Like most Republicans, he has consistently voted against the state's operating and capital budgets, which contain funding for social programs. He has built his reputation in Annapolis on fiery floor speeches and frequent news conferences. He has spoken forcefully against illegal immigration in the state.
This is McDonough's second stint in the House of Delegates. He was also a delegate from 1979 to 1983, and once represented a city district in the legislature. He was born in Baltimore and works as a radio show host.
Del. Maggie L. McIntosh, a Baltimore City Democrat, said McDonough's record in Annapolis gives him no right to criticize city problems. She noted he recently opposed tax increases that Gov. Martin O'Malley, a Democrat, championed to pay for law enforcement and other programs, which were facing cuts under a so-called "doomsday budget."
"Here is a delegate that just came back from a special session where he supported cutting police aid by $20 million," McIntosh said. "Now he wants to create a fund and have people give money? If you really want to help out inner-city kids in urban areas, you support policies that do that. You don't try to cut them off at the knees and then open up a little nonprofit and act like a hero."
The real debate, McIntosh said, should be over helping disadvantaged youth during tough economic times. "The real issue is that Baltimore City, with less money, has been able to bring crime down," she said. "In times of recession, people who already have a hard time fall further and faster than people who are middle class and above."
Sen. Verna Jones-Rodwell of West Baltimore said lawmakers in Annapolis have already passed a similar youth fund, with tax breaks, for the city and that a pilot program will launch soon.
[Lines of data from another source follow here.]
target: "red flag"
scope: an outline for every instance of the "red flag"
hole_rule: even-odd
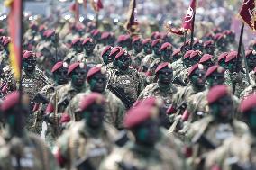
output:
[[[74,13],[75,22],[77,22],[79,20],[79,4],[78,0],[70,6],[69,10]]]
[[[130,32],[134,32],[138,29],[138,16],[137,16],[137,8],[136,8],[136,0],[131,0],[129,12],[128,12],[128,20],[125,23],[125,28]]]
[[[10,7],[8,15],[8,29],[12,39],[9,44],[10,62],[18,81],[21,76],[22,58],[22,0],[7,0],[5,4]]]
[[[191,30],[192,22],[195,16],[196,7],[197,7],[196,2],[197,2],[196,0],[191,0],[187,14],[183,18],[183,21],[182,21],[182,27],[179,30],[177,30],[177,29],[171,28],[169,25],[167,25],[167,29],[169,31],[170,31],[171,33],[177,34],[177,35],[183,35],[184,31]]]
[[[256,0],[243,0],[240,16],[248,26],[255,31],[256,30]]]

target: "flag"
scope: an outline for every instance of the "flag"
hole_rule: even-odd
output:
[[[90,1],[90,4],[93,8],[93,10],[96,13],[99,12],[99,10],[103,9],[103,4],[101,2],[101,0],[89,0]]]
[[[182,26],[180,29],[173,29],[170,28],[169,25],[167,25],[167,29],[169,31],[178,34],[178,35],[183,35],[185,31],[191,30],[192,29],[192,22],[193,22],[193,18],[195,17],[196,13],[196,0],[191,0],[190,5],[187,11],[187,14],[182,20]]]
[[[12,40],[9,44],[10,63],[17,81],[21,76],[22,62],[22,0],[5,1],[5,4],[10,8],[8,15],[8,30]]]
[[[69,10],[74,13],[75,22],[79,20],[79,4],[78,0],[75,0]]]
[[[243,22],[255,31],[256,30],[256,0],[243,0],[239,15]]]
[[[134,32],[138,29],[138,16],[136,8],[136,0],[131,0],[128,12],[128,19],[124,25],[130,32]]]

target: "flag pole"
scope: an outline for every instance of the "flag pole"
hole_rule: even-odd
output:
[[[240,53],[241,53],[241,49],[242,49],[242,35],[243,35],[243,28],[244,28],[244,23],[242,22],[241,26],[241,31],[240,31],[240,37],[239,37],[239,45],[238,45],[238,49],[237,49],[237,57],[235,60],[235,71],[238,72],[238,63],[239,63],[239,58],[240,58]],[[236,82],[233,83],[232,89],[233,89],[233,94],[235,92],[235,85]]]
[[[196,10],[195,10],[195,13],[193,14],[193,19],[192,19],[191,38],[190,38],[190,50],[192,50],[193,43],[194,43],[195,17],[196,17]]]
She accused McDonough of "trying to incite terror and fear where there is none" and suggested that his statements, not the St. Patrick's Day disturbances, will keep visitors away from the city. "It was a poor tactic, and it feels desperate for attention. It's dangerous."
She called what happened St. Patrick's Day "an isolated incident" that could have, and has, occurred in may other big cities across the country. "I think what is warranted is to have an examination of the facts," Jones-Rodwell said, "and to address them in a way that is effective and efficient given the city's resources."
While commentators on the Internet — responding to news stories and blogs — expressed anger at the disturbance in racial tones, it was McDonough who first broached the subject openly when he issued a news release titled: "Black Youth Mobs Terrorize Baltimore on Holidays."
Speaking to reporters on Tuesday in Essex, McDonough made no apologies. Responding to criticism that he's bashing a city he doesn't represent in Annapolis, he noted that state money supports city infrastructure.
The delegate said that silence from city leaders, including his own colleagues in the legislature, prompted his outburst. "Why does it take a legislator from Baltimore County to bring this issue up?" he said. "If no one is going to say anything, then I guess I'm the one who has to do it."
But he said, "I'm not indicting the black community. … There are tens of thousands of young black children who have said no to drugs and yes to education. We have to protect them."